3 thoughts on “This Guy Gets It

  1. I think that everyone living with addicts would benefit from your blog. My husband drank and drugged himself to death. I thought if I just had the right words I could save him but he was happy with an empty life and didn't care about me and our children. It was all about him. You are helping me understand it was never about me. Bless you, Charlie.

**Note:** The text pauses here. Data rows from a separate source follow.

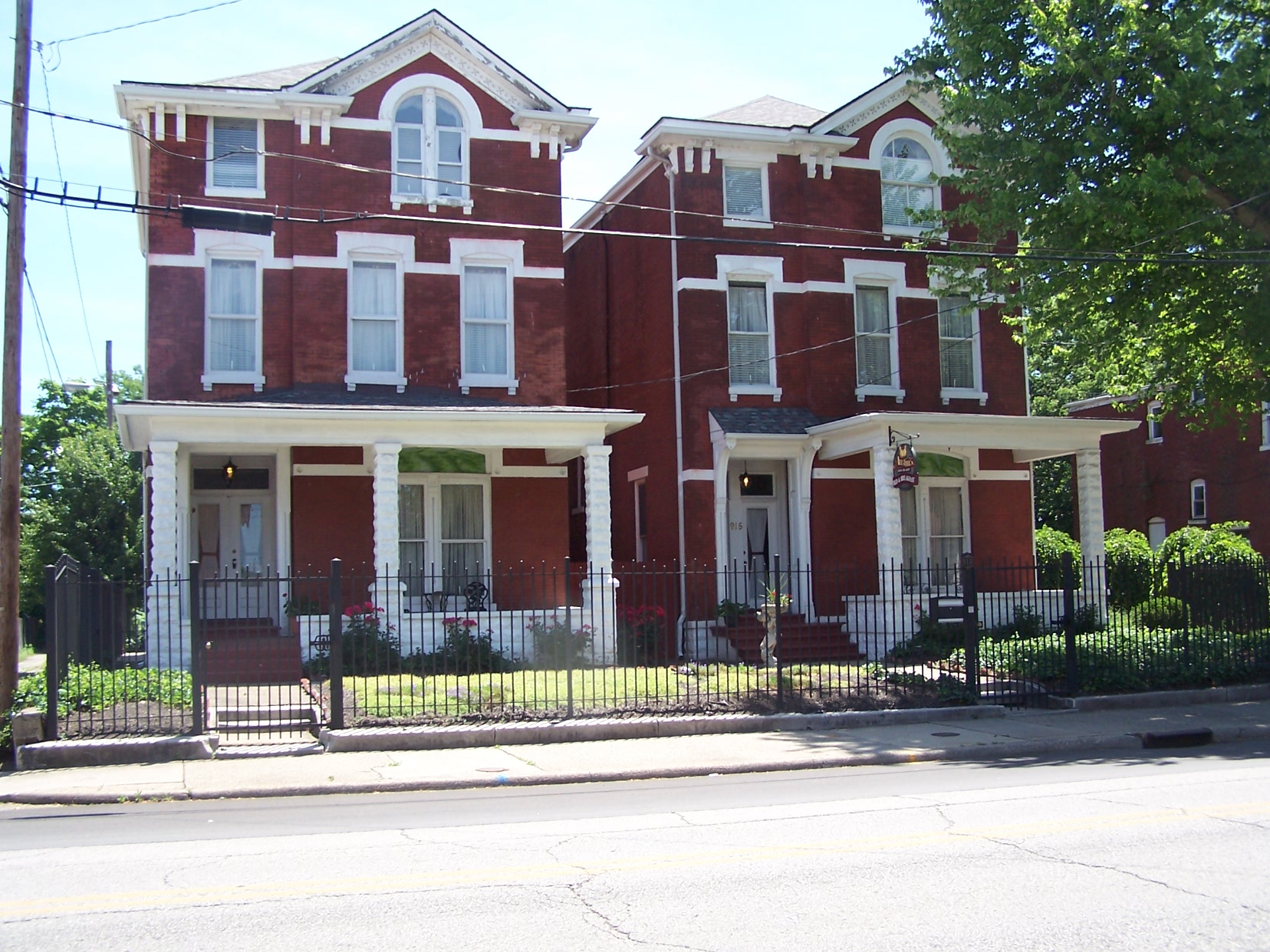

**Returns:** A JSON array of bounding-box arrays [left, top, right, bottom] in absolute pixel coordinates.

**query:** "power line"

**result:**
[[46, 0, 242, 46], [35, 49, 101, 372]]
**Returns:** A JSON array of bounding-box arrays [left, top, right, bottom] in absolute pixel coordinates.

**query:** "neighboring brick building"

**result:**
[[565, 76, 1124, 616], [116, 11, 639, 655], [1068, 396, 1270, 555]]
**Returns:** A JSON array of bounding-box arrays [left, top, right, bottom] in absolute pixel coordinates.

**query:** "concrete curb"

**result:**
[[14, 734, 216, 770], [319, 704, 1006, 754], [1063, 684, 1270, 711]]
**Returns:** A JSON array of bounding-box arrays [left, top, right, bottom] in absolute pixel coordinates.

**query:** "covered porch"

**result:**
[[120, 389, 640, 668]]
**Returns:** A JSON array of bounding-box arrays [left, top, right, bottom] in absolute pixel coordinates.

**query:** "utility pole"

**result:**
[[0, 0, 31, 712], [105, 340, 114, 430]]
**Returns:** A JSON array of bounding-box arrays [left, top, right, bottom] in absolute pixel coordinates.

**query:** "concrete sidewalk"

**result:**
[[0, 699, 1270, 803]]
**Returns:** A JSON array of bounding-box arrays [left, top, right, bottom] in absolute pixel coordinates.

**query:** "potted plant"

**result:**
[[715, 598, 749, 629]]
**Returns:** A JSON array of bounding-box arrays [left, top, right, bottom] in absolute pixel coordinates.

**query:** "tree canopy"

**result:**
[[898, 0, 1270, 416]]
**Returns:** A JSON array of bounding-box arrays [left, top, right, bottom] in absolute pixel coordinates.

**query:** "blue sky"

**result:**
[[0, 0, 927, 409]]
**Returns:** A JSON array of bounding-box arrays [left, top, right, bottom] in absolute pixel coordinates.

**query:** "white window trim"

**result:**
[[459, 251, 521, 396], [716, 261, 785, 404], [201, 245, 264, 392], [344, 254, 406, 393], [900, 479, 974, 579], [869, 118, 951, 236], [397, 472, 494, 589], [851, 271, 906, 404], [203, 116, 264, 198], [935, 296, 988, 406], [1190, 480, 1209, 524], [1147, 400, 1165, 443], [719, 159, 774, 228], [385, 84, 480, 212]]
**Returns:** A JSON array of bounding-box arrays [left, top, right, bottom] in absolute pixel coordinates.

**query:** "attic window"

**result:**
[[393, 89, 467, 203]]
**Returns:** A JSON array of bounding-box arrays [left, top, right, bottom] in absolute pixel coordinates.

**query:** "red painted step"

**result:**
[[715, 615, 864, 664]]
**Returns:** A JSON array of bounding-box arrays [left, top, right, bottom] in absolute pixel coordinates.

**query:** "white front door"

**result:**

  2. Hey no problem. You are so welcome. I forgot to mention that even when I got better, it was still all about me. I didn't get better for anybody else. I got better because I wanted to get all lit up on spiritual stuff and God instead of booze and junk. I got better because I wanted to challenge myself not to be an f'ing wimp. I actually began to welcome suffering as an opportunity to walk through it. Anyway, it was only after the novelty of my spiritual experience and whatever pink cloud I was on wore off that I continued to get better and work hard just to do the right thing for those in my life etc., to love them better and so forth…

    Bless you, too.

  3. Rereading your old blog posts to get me through the day. Its like a hammer to my forehead and a knife through my heart. I do feel its diff when it is your child b/c how do you walk away? I always think…THIS time she is improving, getting better, working, acting normal – whatever, but it never actually turns out to be THIS time. Never.